Aside from its message, watching BARTON FINK is like seeing a painting come to life with crisp hues and images. Reminiscent of the decadent surrealistic art of Salvador Dali, the screen becomes a canvas of nostalgic yet contemporary colors. Like Dali’s melting watches, the wallpaper in Bart’s room continually peels off, exposing the bare wall of nothingness.
However, BARTON FINK is not entertainment. It is an “in” joke about Hollywood by two of the hottest new filmmakers in Hollywood, Joel and Ethan Coen. Filled with arrogance, bitterness and disgust, the film embodies the self-centered, intellectual, decadent, low-ironic style that marks the end of an age. Critics will adore the symbolism. The average moviegoer will be bored by the lack of drama, the flaccid unappealing character of the hero, the disgusting language, and the bloody horrors and grotesqueries which have been woven into the film for that to challenge the simplistic Hollywood movies that are designed merely to make money at the box office.
In their biting sophistry and cynicism, did the Coen brothers understand the good, the true and the beautiful? Have they, like their angry European counterparts in the 1920s, forgotten the audience as they kick the system that prospered them in the butt? Yes, they have created a movie that approaches art, but it is mean-spirited art that ultimately says more about the bankruptcy of the intellectual community in the United States, than it says about the movie industry.

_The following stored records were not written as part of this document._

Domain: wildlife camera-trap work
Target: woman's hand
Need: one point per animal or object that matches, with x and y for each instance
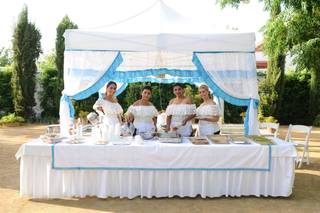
(184, 122)
(130, 118)
(100, 109)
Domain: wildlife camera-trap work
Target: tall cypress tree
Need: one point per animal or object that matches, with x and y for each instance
(65, 23)
(26, 50)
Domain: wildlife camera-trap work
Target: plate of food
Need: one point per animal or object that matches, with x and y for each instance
(199, 141)
(218, 139)
(240, 139)
(261, 140)
(51, 138)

In the final analysis, BARTON FINK is a dull, slow-paced film that will alienate most viewers. Unfortunately, its satire falls short weighed down by its own pretensions. As it critiques the Communist theater of the common man, it offers nothing but venom in its place because the Coen brothers have failed to look for the Truth that will set them free from the self-loathing of the pampered elite.